Updated: Feb 12
Spring is one of the busiest times of the year for the beekeeper. If you plan to requeen or split make sure you have queens on order as they are usually sold out by March. We offer Italian/Carniolan queens that are strong, productive and gentle!
· Remove hives that died during winter. The boxes and comb can be reused as long as the hive did not die from a brood disease.
· Clean boxes in storage and prepare them for honey supering
· Check mite levels and treat if necessary.
· Remove entrance reducers when temperatures start rising above 60 F
· Consider splitting overwintered hives to prevent swarming
· Replace old or failing queens
· Feed hives that have less than 3 frames of honey.
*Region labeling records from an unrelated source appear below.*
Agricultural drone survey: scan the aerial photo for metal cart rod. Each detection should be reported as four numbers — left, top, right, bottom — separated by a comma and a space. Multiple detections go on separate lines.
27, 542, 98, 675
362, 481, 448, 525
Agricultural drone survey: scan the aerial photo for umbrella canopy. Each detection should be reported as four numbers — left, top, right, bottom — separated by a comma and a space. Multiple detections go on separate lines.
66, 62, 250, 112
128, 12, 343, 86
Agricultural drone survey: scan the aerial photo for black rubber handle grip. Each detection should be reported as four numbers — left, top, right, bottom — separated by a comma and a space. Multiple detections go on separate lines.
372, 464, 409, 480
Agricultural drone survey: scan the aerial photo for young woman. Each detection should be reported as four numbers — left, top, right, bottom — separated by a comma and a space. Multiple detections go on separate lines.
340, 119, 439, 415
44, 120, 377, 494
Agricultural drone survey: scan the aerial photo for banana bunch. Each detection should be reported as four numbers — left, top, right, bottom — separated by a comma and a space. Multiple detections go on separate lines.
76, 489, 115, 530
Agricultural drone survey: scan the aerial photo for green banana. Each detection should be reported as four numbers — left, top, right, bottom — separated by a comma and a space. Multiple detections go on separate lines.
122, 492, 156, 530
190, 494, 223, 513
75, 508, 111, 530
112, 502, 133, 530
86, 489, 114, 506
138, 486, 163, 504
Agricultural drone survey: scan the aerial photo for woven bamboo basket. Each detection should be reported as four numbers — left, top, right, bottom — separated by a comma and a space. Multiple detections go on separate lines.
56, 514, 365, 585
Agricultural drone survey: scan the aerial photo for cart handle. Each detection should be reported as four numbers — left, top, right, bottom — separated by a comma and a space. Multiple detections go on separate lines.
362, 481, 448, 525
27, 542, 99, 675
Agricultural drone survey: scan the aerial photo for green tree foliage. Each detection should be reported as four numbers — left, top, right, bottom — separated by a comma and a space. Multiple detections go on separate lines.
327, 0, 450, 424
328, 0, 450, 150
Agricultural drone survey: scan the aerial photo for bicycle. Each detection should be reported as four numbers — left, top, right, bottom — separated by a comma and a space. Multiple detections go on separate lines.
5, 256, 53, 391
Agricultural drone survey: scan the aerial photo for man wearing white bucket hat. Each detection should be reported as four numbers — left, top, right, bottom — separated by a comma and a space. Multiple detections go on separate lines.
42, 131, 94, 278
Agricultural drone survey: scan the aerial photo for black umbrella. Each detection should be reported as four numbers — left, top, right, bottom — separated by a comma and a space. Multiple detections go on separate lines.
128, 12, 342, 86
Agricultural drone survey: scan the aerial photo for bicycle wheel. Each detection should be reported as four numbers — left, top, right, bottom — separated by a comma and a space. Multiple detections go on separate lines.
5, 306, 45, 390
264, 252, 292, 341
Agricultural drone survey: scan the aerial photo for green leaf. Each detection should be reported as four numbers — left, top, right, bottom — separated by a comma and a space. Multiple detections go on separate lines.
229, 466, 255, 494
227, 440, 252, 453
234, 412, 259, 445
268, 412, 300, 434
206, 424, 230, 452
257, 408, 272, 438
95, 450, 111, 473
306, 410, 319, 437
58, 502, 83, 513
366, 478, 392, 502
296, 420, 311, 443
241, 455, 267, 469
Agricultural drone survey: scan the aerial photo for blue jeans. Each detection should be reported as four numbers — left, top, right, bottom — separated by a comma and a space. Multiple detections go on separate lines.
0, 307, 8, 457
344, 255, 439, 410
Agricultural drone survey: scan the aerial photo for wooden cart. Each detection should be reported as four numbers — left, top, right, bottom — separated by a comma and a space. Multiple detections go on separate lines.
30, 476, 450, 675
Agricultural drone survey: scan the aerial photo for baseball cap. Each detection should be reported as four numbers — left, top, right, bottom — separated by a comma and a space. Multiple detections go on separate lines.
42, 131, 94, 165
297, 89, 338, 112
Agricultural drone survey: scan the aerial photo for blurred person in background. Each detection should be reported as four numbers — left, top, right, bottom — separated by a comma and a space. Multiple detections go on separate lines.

· Feeding pollen sub. will help the bees ramp up brood production
· Hives that are queenless can usually be salvaged as long as they hasn’t been more than 3 weeks without a queen. Giving them a frame or two of brood until you can install a queen will greatly increase the chance of survival
As the weather warms up, empty frames of comb that were formally full of food can be rotated in between the frames of brood. This forces the queen to lay in the comb, expanding the brood nest. Be careful! Do not rotate too many frames into the brood circle as it could cause the brood to chill. In cold weather bees cannot even move one frame over to retrieve the life saving honey. Hives may have depleted a large amount of their stores by April, if so, feed sugar syrup and consider feeding pollen substitute if they are not bringing in pollen.